Social determinants of health (SDH) have a demonstrable impact on maternal health
throughout pregnancy and postpartum, with systematic reviews indicating that such factors
(including racial-ethnic group, income, educational attainment, employment status, and social
support) are determinants of maternal antenatal depressive symptoms. Research further suggests
potentially higher prevalence rates and severity of depressive symptoms among maternal
antepartum and postpartum participants residing in “rural” areas as compared to those in the
general population. Similarly, those residing in health professional shortage areas (HPSAs) may
have worse health outcomes than those in the general population.
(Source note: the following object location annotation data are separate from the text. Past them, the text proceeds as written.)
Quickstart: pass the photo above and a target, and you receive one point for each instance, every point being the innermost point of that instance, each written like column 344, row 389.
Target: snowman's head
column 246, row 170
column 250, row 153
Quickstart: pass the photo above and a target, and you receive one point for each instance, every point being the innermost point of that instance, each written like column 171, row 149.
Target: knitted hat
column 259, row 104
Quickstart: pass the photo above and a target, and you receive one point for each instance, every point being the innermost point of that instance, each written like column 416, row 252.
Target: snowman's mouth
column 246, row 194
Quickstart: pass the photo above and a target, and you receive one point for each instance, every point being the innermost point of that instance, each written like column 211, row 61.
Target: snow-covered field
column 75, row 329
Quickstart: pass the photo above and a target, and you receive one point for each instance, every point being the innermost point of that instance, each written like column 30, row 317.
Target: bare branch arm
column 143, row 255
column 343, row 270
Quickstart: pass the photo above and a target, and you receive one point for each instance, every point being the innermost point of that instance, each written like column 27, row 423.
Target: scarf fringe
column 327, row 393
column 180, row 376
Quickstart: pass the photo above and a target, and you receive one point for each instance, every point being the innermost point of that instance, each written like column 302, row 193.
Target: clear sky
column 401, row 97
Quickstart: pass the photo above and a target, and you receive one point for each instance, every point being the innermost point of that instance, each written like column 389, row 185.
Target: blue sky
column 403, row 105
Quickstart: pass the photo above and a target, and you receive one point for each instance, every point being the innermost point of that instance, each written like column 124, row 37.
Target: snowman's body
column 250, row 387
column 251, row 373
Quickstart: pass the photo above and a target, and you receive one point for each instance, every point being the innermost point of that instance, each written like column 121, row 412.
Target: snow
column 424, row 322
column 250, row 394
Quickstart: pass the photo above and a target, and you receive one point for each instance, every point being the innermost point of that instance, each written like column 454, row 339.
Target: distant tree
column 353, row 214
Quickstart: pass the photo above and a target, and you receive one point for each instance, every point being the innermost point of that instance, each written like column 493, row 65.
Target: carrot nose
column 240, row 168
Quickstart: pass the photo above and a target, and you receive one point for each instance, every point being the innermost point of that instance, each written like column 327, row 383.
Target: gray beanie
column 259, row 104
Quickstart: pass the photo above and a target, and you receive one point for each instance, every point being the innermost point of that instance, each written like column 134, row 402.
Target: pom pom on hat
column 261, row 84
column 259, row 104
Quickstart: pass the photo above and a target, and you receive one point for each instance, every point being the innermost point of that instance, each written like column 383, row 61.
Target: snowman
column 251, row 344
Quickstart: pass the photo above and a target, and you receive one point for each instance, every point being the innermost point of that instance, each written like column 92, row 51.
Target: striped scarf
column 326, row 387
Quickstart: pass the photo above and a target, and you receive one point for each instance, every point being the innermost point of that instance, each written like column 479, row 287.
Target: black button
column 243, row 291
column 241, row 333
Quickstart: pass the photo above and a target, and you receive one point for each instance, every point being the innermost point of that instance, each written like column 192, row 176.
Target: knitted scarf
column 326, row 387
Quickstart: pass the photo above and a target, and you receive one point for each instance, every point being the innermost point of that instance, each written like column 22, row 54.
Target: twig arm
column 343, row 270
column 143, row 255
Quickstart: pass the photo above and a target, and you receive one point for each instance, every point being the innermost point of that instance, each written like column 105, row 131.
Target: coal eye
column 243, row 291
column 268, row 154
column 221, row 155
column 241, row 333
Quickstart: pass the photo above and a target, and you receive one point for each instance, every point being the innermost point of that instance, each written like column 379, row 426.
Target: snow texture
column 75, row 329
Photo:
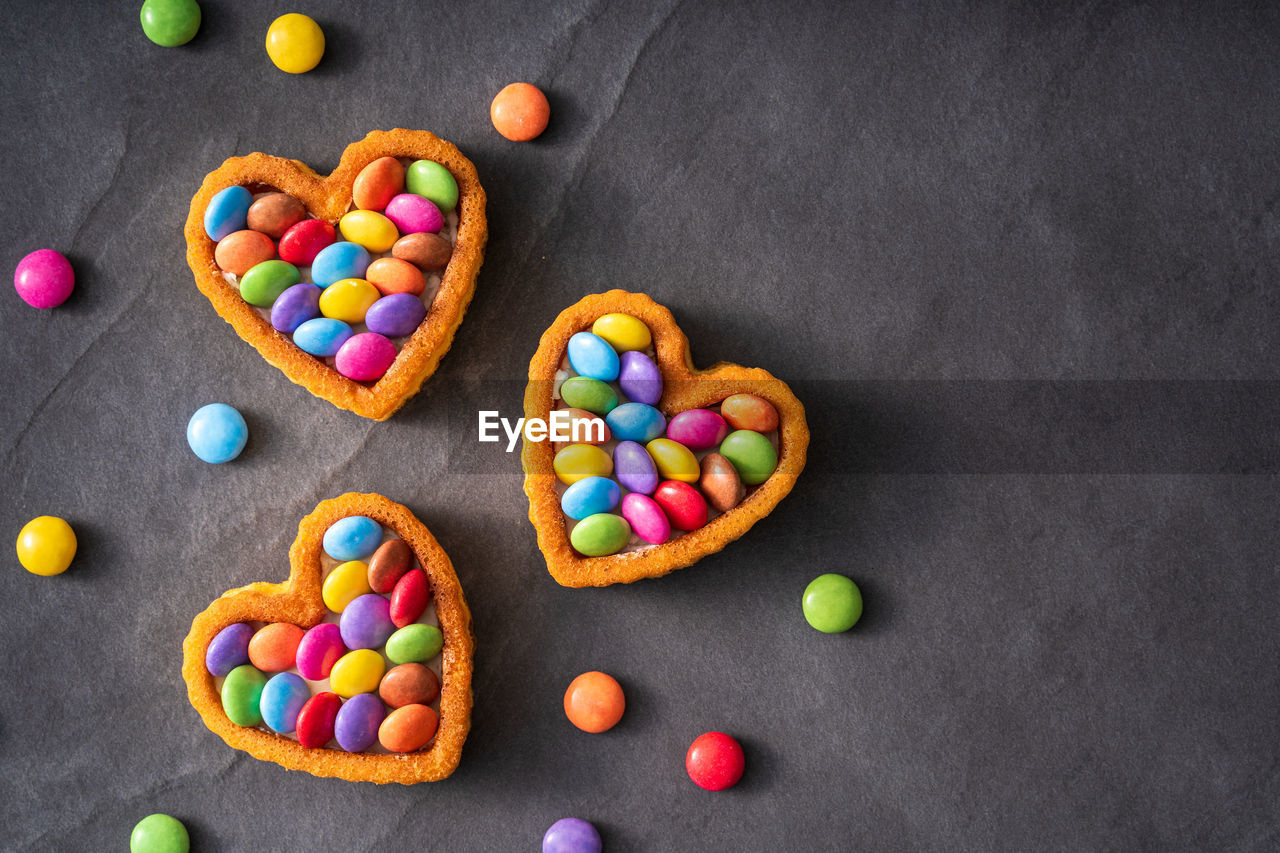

However, there is a dearth of
literature regarding the impact of residence in an HPSA on mental health or maternal mental
health during pregnancy.
This study sought to determine the impact of SDH, including racial-ethnic group, income,
educational attainment, employment status, social support, and area of residence, on the severity
of maternal antenatal depressive symptoms, and to clarify the potential interactive impact of
residing in a HPSA for primary care (pcHPSA) or HPSA for mental health (mhHPSA), on the
relationship between SDH and maternal antenatal depressive symptoms.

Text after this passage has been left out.